Whether PaaS or aPaaS becomes the name of a single, consolidated category is immaterial over the long-term, but in the short-term, the distinction between the two makes sense given their different target audiences.
PaaS and aPaaS Make Sense for MVPs
Many of today’s development teams are taking Agile to extremes out of necessity. Rather than just decomposing a monolithic application into smaller pieces, building it, and hoping people will love it, the idea now is to build a minimum viable product (MVP) and get feedback on it as quickly as possible. In other words, there’s been a culture shift from perfection to iteration, thanks to the digital disruptors including Amazon, Facebook, Google, and Netflix.
Imagine investing millions of dollars in tools and talent just to build a product that flops? It’s happened enough that companies now realize that it’s better to build an MVP, learn from mistakes (“fail fast”), and keep moving forward.

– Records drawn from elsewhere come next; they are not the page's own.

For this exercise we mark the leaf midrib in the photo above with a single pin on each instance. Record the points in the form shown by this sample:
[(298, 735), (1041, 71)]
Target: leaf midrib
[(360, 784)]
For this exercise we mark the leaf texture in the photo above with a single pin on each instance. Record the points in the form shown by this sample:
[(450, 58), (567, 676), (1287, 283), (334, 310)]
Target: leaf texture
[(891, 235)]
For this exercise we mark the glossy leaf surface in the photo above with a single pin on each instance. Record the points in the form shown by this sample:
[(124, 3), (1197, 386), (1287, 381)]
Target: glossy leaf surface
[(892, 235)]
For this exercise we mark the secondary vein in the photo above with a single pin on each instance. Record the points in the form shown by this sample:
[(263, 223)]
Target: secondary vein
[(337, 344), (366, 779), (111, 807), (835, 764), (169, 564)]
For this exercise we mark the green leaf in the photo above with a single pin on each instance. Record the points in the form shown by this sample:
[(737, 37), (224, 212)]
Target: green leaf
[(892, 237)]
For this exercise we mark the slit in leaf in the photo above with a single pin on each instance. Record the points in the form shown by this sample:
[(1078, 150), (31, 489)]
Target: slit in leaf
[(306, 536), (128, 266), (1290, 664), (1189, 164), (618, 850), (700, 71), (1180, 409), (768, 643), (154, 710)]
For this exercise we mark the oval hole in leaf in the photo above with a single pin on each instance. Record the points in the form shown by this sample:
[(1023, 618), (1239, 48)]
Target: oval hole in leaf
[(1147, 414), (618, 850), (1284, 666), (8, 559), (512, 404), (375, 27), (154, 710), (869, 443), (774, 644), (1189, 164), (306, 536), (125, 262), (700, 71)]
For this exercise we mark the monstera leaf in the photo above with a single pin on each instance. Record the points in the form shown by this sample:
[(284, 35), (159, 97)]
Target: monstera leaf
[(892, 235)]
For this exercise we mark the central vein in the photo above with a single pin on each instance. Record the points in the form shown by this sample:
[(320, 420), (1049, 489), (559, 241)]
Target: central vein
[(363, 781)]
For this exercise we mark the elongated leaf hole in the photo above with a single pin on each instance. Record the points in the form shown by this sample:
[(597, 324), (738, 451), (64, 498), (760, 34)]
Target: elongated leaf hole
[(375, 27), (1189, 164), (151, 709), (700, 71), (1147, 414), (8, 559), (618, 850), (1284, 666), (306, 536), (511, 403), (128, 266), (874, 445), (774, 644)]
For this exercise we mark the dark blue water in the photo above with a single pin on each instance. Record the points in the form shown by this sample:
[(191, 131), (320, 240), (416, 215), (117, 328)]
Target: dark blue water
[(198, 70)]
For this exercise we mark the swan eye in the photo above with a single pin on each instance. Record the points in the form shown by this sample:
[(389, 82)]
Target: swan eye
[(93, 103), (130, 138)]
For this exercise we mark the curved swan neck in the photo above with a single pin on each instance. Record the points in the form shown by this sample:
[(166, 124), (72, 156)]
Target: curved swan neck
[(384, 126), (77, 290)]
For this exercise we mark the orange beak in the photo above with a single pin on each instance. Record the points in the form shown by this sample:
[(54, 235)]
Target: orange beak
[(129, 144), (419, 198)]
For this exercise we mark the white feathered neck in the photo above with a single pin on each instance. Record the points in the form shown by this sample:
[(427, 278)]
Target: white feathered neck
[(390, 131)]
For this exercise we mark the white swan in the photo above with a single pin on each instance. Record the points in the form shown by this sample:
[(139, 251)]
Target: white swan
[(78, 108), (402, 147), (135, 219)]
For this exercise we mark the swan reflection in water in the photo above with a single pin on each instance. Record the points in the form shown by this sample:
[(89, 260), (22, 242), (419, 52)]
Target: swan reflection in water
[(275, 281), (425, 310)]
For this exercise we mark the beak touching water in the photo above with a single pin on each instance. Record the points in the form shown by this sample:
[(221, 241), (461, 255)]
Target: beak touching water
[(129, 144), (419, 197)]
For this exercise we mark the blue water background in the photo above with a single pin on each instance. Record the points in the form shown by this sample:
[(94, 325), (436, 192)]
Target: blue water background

PaaS and aPaaS are perfect for MVPs because they expedite product delivery. And, there are tons of app-related data to analyze and the tools to do it – all in one place. If you’re wildly successful, you can scale up ad infinitum because your app was built in the cloud, assuming your PaaS or aPaaS provider is up to the task.
Finally, PaaS and aPaaS have to stay a step ahead when it comes to new languages, tools, methodologies, and paradigms. So, for example, if you’re using containers and microservices architectures, you’re covered. If not, no problem.
Bottom Line
PaaS and aPaaS make software development more efficient and effective. For now, a distinction between the two makes sense because they’re targeted at different audiences. However, as the landscape shifts, only one of the terms may stand.
PaaS and aPaaS have been logical steps in companies’ cloud migration strategies, and they’ll become even more relevant as organizations digitally transform into more software-dependent and software-driven organizations.